Zwar ist die Zahl der positiv getesteten Schüler:innen vergangene Woche
von 200 auf 268 leicht gestiegen. Einen erneuten Herbstlockdown schließt
Ernst aber so gut wie aus. Das neue Schuljahr werde „anders als das
vergangene“ verlaufen. Erstens sei es „nicht notwendig, dass Kinder und
Jugendliche durch Kontaktvermeidung Erwachsene schützen“ müssten. Zweitens
gebe es nun, anders als vor einem Jahr, die Möglichkeit des Testens und
Impfens.
## Ein Fünftel der 12- bis 17-Jährigen ist geimpft
Tatsächlich ist laut Robert Koch-Institut mittlerweile [8][jede fünfte
Person zwischen 12 und 17 Jahren vollständig geimpft]. Weit vorne dabei
übrigens: NRW. Seitdem die Ständige Impfkommission (Stiko) Mitte August
[9][auch für 12- bis 17-Jährige eine Impfung empfahl], haben die Länder
ihre Kampagne an Schulen ausgeweitet. Hamburg startete am Freitag mit
Impfungen an der größten Stadtteilschule. Schulsenator Rabe forderte die
Eltern auf, sich gegebenenfalls gleich mitimpfen zu lassen.

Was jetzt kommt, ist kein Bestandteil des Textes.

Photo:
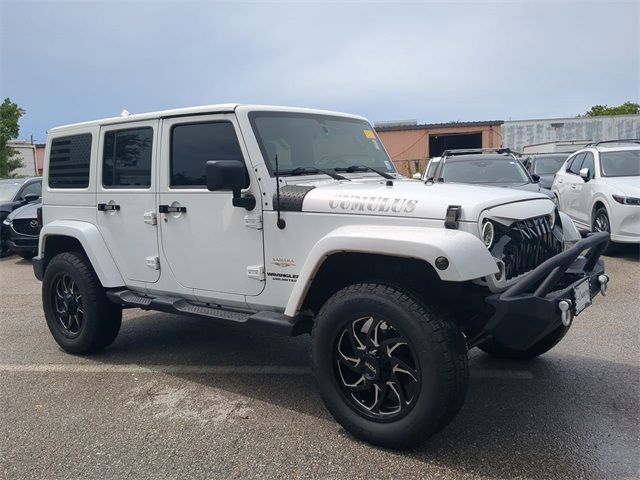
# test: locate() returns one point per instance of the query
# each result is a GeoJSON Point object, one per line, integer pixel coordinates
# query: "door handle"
{"type": "Point", "coordinates": [169, 209]}
{"type": "Point", "coordinates": [103, 207]}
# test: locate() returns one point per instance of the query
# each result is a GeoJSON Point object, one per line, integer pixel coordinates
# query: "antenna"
{"type": "Point", "coordinates": [280, 223]}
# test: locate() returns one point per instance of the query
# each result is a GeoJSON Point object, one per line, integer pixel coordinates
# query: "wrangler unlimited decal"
{"type": "Point", "coordinates": [373, 204]}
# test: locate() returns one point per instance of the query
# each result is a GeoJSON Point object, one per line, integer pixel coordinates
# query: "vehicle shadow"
{"type": "Point", "coordinates": [552, 417]}
{"type": "Point", "coordinates": [627, 251]}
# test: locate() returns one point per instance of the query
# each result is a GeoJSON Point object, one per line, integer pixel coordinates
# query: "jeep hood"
{"type": "Point", "coordinates": [409, 198]}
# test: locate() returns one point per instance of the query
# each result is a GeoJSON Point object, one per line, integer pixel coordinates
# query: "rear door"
{"type": "Point", "coordinates": [126, 198]}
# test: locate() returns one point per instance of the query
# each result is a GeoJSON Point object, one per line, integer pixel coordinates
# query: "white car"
{"type": "Point", "coordinates": [599, 188]}
{"type": "Point", "coordinates": [295, 221]}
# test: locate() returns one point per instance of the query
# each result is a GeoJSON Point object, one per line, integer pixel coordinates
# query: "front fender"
{"type": "Point", "coordinates": [569, 229]}
{"type": "Point", "coordinates": [93, 244]}
{"type": "Point", "coordinates": [468, 257]}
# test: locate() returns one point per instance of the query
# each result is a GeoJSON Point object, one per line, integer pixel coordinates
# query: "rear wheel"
{"type": "Point", "coordinates": [391, 371]}
{"type": "Point", "coordinates": [543, 346]}
{"type": "Point", "coordinates": [80, 317]}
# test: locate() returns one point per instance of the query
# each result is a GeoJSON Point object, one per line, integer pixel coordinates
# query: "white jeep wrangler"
{"type": "Point", "coordinates": [295, 221]}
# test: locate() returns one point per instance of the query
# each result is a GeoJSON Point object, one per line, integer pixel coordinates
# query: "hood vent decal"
{"type": "Point", "coordinates": [292, 197]}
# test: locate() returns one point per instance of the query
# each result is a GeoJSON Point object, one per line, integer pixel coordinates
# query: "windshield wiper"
{"type": "Point", "coordinates": [364, 168]}
{"type": "Point", "coordinates": [311, 171]}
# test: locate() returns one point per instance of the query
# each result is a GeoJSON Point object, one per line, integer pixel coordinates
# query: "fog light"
{"type": "Point", "coordinates": [442, 263]}
{"type": "Point", "coordinates": [565, 308]}
{"type": "Point", "coordinates": [604, 284]}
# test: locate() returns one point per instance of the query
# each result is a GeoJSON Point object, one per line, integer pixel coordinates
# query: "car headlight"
{"type": "Point", "coordinates": [488, 233]}
{"type": "Point", "coordinates": [626, 200]}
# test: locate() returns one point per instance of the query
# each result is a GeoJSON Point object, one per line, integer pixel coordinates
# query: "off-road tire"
{"type": "Point", "coordinates": [101, 318]}
{"type": "Point", "coordinates": [438, 346]}
{"type": "Point", "coordinates": [542, 346]}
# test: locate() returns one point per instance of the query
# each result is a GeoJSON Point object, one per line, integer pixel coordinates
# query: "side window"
{"type": "Point", "coordinates": [69, 161]}
{"type": "Point", "coordinates": [194, 144]}
{"type": "Point", "coordinates": [32, 188]}
{"type": "Point", "coordinates": [126, 158]}
{"type": "Point", "coordinates": [576, 164]}
{"type": "Point", "coordinates": [588, 163]}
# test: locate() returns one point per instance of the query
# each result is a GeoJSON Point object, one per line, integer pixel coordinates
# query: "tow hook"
{"type": "Point", "coordinates": [604, 284]}
{"type": "Point", "coordinates": [565, 308]}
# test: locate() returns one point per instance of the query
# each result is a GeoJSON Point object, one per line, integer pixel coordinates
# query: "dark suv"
{"type": "Point", "coordinates": [14, 193]}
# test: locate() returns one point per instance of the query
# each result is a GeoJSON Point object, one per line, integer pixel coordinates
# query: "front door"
{"type": "Point", "coordinates": [206, 241]}
{"type": "Point", "coordinates": [126, 198]}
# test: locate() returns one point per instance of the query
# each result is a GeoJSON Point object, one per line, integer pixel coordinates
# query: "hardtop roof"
{"type": "Point", "coordinates": [197, 110]}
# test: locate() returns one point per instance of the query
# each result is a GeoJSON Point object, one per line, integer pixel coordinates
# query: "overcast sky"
{"type": "Point", "coordinates": [71, 61]}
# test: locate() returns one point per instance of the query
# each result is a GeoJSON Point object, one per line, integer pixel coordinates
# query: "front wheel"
{"type": "Point", "coordinates": [79, 315]}
{"type": "Point", "coordinates": [601, 223]}
{"type": "Point", "coordinates": [391, 371]}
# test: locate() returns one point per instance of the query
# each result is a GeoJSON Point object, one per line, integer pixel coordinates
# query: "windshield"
{"type": "Point", "coordinates": [8, 190]}
{"type": "Point", "coordinates": [317, 142]}
{"type": "Point", "coordinates": [625, 163]}
{"type": "Point", "coordinates": [548, 165]}
{"type": "Point", "coordinates": [484, 171]}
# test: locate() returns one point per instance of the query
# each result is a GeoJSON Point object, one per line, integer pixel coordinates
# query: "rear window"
{"type": "Point", "coordinates": [69, 161]}
{"type": "Point", "coordinates": [127, 158]}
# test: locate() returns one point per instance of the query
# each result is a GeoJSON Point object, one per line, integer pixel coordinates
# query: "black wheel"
{"type": "Point", "coordinates": [80, 317]}
{"type": "Point", "coordinates": [601, 223]}
{"type": "Point", "coordinates": [391, 371]}
{"type": "Point", "coordinates": [543, 346]}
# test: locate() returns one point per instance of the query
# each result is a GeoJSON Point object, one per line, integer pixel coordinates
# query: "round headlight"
{"type": "Point", "coordinates": [488, 233]}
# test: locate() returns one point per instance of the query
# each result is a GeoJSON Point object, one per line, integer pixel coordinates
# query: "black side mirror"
{"type": "Point", "coordinates": [585, 174]}
{"type": "Point", "coordinates": [230, 175]}
{"type": "Point", "coordinates": [30, 197]}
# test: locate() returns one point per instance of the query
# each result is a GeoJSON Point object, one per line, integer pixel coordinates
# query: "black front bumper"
{"type": "Point", "coordinates": [529, 310]}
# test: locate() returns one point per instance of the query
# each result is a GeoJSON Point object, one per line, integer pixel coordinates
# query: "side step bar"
{"type": "Point", "coordinates": [266, 320]}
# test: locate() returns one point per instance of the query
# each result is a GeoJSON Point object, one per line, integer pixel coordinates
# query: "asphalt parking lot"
{"type": "Point", "coordinates": [176, 397]}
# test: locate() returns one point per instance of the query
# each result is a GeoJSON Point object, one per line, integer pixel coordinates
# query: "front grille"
{"type": "Point", "coordinates": [526, 244]}
{"type": "Point", "coordinates": [25, 227]}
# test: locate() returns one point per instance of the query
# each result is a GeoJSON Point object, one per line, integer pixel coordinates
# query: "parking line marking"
{"type": "Point", "coordinates": [211, 369]}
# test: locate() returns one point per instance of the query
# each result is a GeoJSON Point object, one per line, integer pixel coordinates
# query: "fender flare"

Schleswig-Holstein und Mecklenburg-Vorpommern hatten bereits vor der
Stiko-Empfehlung Impfungen an Schulen angeboten – mit zunächst verhaltenem
Interesse. In Schleswig-Holstein hatten sich 10.500 Jugendliche für eine
Impfung angemeldet, in Mecklenburg-Vorpommern 1.800.
Wolfgang Hoffmann von der Universitätsmedizin Greifswald hält das Angebot,
an Schulen zu impfen, dennoch für richtig. „Wir sollten das Impfen
empfehlen und auch an den Schulen impfen“, sagt Hoffmann der taz. Der
Epidemiologie hält aber für entscheidender, dass die Erwachsenen im Umfeld
der Schulen geimpft sind – also Eltern und Lehrkräfte.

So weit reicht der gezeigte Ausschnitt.